Resonant optical gating of suspended carbon nanotube transistor

TL;DR

This paper demonstrates a nanoscale transistor using a suspended carbon nanotube controlled by laser-induced radiation pressure, achieving significant conductivity changes and revealing defect states, with potential for scalable logic devices.

Contribution

It introduces a novel optical gating method for carbon nanotube transistors using laser radiation pressure and in-situ Raman spectroscopy, enabling nanoscale control of conductivity.

Findings

Conductivity of CNT changes by over five orders of magnitude.

Self-induced defect states are observed during operation.
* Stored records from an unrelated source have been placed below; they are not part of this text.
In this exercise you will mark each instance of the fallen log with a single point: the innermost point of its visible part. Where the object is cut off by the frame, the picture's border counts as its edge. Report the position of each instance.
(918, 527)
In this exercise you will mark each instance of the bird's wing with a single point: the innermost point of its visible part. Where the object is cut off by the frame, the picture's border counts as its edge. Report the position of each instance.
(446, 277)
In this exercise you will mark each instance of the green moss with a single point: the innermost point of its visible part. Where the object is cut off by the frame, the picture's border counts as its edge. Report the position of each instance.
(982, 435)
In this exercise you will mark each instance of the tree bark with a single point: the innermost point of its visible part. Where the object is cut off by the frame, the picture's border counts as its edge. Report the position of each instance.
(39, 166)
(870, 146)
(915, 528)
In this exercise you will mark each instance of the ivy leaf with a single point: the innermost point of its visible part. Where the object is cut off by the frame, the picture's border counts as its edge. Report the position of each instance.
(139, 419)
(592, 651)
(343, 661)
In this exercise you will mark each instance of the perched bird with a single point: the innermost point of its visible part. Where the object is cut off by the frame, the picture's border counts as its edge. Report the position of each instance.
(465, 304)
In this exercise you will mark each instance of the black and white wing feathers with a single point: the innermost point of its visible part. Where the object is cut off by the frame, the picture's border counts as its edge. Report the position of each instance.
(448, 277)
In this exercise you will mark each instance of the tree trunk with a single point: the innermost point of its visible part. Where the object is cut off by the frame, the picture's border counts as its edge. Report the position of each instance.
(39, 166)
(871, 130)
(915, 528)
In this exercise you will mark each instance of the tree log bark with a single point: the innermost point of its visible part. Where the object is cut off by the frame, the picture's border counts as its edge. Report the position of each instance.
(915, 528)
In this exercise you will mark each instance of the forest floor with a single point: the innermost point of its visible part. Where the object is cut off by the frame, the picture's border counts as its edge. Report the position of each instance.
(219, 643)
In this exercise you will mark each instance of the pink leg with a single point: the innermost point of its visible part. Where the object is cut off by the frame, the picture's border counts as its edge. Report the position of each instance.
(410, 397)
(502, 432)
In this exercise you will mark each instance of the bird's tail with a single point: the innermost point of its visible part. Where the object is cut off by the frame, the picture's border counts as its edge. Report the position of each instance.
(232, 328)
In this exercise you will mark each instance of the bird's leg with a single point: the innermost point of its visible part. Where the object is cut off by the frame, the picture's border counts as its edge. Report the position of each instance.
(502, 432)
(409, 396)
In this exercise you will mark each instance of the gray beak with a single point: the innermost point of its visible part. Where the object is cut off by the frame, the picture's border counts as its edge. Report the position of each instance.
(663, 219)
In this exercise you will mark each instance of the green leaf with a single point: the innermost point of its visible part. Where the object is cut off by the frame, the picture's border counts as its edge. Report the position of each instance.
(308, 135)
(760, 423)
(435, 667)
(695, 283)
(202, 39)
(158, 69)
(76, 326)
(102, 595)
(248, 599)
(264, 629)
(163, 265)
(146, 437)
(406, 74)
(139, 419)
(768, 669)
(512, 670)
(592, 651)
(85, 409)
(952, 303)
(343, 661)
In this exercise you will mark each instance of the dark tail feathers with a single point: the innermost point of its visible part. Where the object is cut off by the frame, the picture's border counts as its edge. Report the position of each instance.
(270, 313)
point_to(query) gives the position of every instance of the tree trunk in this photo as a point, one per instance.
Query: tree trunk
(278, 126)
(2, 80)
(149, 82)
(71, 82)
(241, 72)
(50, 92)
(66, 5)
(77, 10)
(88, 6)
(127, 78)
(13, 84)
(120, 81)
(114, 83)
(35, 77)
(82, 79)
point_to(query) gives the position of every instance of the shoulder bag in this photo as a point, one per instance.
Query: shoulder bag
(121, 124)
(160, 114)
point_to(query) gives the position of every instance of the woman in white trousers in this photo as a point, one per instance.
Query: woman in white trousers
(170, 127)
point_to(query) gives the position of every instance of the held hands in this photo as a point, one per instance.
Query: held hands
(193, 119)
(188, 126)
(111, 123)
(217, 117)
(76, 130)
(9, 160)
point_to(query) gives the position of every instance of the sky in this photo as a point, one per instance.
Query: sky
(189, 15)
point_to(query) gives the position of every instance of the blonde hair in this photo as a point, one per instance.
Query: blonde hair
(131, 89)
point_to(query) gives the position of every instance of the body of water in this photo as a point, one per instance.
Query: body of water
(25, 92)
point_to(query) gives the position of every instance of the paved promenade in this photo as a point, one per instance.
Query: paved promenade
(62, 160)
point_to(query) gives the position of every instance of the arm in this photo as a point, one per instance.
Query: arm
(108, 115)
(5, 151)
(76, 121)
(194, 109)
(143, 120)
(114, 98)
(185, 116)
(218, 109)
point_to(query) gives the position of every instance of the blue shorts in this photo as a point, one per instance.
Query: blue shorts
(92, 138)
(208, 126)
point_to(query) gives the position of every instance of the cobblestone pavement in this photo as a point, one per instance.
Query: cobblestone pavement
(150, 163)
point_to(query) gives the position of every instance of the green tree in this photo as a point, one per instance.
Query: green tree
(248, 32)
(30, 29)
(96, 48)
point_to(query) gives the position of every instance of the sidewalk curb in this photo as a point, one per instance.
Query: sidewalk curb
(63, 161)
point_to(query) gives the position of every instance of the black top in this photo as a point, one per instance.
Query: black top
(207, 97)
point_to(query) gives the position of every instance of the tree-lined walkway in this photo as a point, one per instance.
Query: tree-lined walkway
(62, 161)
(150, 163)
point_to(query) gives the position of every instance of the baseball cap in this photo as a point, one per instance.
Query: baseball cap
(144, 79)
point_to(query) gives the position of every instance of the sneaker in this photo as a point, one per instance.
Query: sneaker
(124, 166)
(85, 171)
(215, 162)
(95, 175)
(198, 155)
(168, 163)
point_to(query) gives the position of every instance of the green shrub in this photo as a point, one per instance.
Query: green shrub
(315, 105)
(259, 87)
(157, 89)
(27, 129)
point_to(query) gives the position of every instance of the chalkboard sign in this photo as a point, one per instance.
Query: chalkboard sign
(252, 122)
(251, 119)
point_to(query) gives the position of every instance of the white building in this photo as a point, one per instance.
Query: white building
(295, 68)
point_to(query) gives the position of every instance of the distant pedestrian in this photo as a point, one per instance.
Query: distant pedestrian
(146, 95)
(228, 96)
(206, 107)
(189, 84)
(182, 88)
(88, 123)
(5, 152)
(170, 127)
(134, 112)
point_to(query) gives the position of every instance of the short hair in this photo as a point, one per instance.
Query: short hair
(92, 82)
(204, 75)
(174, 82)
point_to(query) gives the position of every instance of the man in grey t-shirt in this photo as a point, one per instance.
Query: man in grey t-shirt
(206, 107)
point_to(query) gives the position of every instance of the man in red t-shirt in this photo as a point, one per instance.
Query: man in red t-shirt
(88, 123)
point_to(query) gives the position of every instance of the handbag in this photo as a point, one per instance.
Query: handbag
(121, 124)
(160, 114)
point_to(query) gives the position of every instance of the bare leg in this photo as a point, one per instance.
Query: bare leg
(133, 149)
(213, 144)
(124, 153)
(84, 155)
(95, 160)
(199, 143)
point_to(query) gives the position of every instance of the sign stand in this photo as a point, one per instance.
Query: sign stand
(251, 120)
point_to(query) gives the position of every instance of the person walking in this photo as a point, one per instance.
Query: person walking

The device structure is less than 10 nm in size and scalable.

Abstract

Building smaller transistors with enhanced functionality is critical in extending the limits of Moores law and meeting the demands of the electronics industry. Here we demonstrate transistor operation in a suspended single carbon nanotube (CNT) using feedback-enabled radiation pressure of a near-field focused laser that enabled significant changes in conductivity of the CNT. Further, using in-situ tip-enhanced Raman spectroscopy, we show that the change in conductivity of over five orders in magnitude is accompanied by self-induced defect states within the CNT. The entire structure is less than 10 nm in dimension and shows promise of scalability. This is a novel method for achieving logic operations at the nanoscale.